Legacy Documentation - PHG Version 1

This section contains documentation for PHG version 1, which is no longer actively developed. It is preserved here for archival and historical reference only. If you are looking to use the Practical Haplotype Graph, please refer to the PHG v2 documentation, which reflects the current version of the software.

Create Haplotypes¶

Overview¶

This step allows you to load Haplotypes into the Database. Currently we support inputs from WGS fastq files, BAM files of WGS reads aligned to a reference and a GVCF file. Depending on the inputs, you will need to run a different Script.

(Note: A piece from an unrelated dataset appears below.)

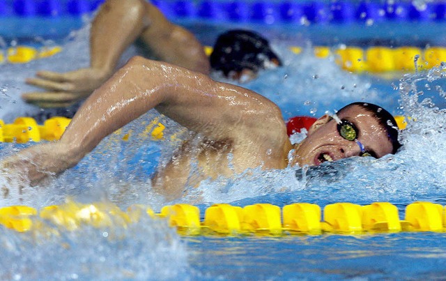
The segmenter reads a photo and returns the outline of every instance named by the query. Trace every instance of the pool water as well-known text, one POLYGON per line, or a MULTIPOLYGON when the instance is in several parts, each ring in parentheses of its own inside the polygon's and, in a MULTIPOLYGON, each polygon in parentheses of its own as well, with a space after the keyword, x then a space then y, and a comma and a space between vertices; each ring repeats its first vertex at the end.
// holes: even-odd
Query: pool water
MULTIPOLYGON (((210 30, 234 27, 184 24, 206 40, 209 40, 206 32, 210 30)), ((432 24, 419 29, 408 24, 392 32, 397 34, 394 38, 408 40, 405 36, 408 34, 415 38, 413 42, 421 42, 417 41, 419 30, 430 30, 430 34, 444 30, 441 25, 432 24)), ((57 179, 36 188, 24 187, 22 192, 12 188, 10 196, 1 199, 1 206, 41 208, 72 198, 86 203, 112 202, 123 209, 142 204, 157 211, 165 205, 187 203, 198 206, 203 215, 212 204, 224 202, 240 206, 270 203, 282 207, 295 202, 324 206, 340 202, 362 205, 390 202, 402 215, 406 206, 415 201, 446 204, 446 81, 443 70, 399 73, 393 79, 348 73, 340 70, 332 56, 316 57, 312 46, 350 45, 355 37, 352 31, 366 42, 367 32, 360 31, 360 26, 339 27, 337 31, 332 26, 313 30, 298 27, 295 38, 293 30, 284 27, 282 31, 276 26, 265 28, 265 34, 270 36, 284 66, 263 72, 244 86, 277 103, 285 119, 318 116, 358 100, 411 116, 401 134, 404 146, 397 154, 379 160, 346 159, 308 171, 253 169, 232 179, 205 181, 198 188, 187 188, 181 199, 166 202, 151 190, 148 178, 178 146, 171 137, 180 139, 187 132, 151 111, 124 128, 122 134, 132 132, 128 142, 123 141, 121 135, 107 137, 57 179), (335 33, 332 40, 326 35, 321 36, 325 39, 318 38, 316 31, 335 33), (304 51, 292 53, 289 45, 303 46, 304 51), (141 126, 154 118, 166 125, 164 140, 151 141, 141 133, 141 126), (331 176, 327 176, 327 169, 331 176)), ((88 65, 87 29, 59 41, 63 52, 52 57, 26 65, 1 66, 0 118, 10 121, 18 115, 40 113, 20 99, 21 93, 33 90, 23 81, 37 70, 67 71, 88 65)), ((380 38, 392 37, 390 29, 381 29, 380 38)), ((375 30, 369 30, 371 38, 380 38, 372 36, 375 30)), ((433 36, 426 40, 436 45, 441 40, 433 36)), ((129 50, 123 62, 137 52, 137 48, 129 50)), ((1 144, 0 156, 29 145, 1 144)), ((0 185, 5 184, 0 177, 0 185)), ((74 231, 51 225, 49 228, 56 230, 18 234, 0 228, 1 279, 441 279, 446 264, 443 233, 185 236, 166 222, 148 218, 125 226, 85 225, 74 231)))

Note, as of PHG version 0.0.20, the keyFile plugin parameter has been renamed wgsKeyFile.¶

Scripts¶

Please refer to each scripts documentation for more detailed instructions.

Steps of the Pipeline¶

Check to see if the reference is BWA and fai indexed
1. If not index using bwa, samtools and picard
Align WGS fastqs to the reference using bwa mem
Sort and MarkDuplicates in the output BAM file
Filter the BAM file based on Minimum MapQ
Run HaplotypeCaller using GATK or Sentieon
Filter the GVCF file
Extract out the Reference Ranges and load the haplotypes to the DB

Steps 1-7 are completed by CreateHaplotypesFromFastq.groovy, Steps 4-7 are completed by CreateHaplotypesFromBAM.groovy and only step 7 is completed by CreateHaplotypesFromGVCF.groovy.

If you have data from multiple different formats, we suggest running CreateHaplotypesFromFastq.groovy first on all your fastq files, then CreateHaplotypesFromBAM.groovy on your BAMs and finally CreateHaplotypesFromGVCF.groovy on your GVCF files.

Deprecated Script:

CreateHaplotypes.sh - This script is no longer maintained.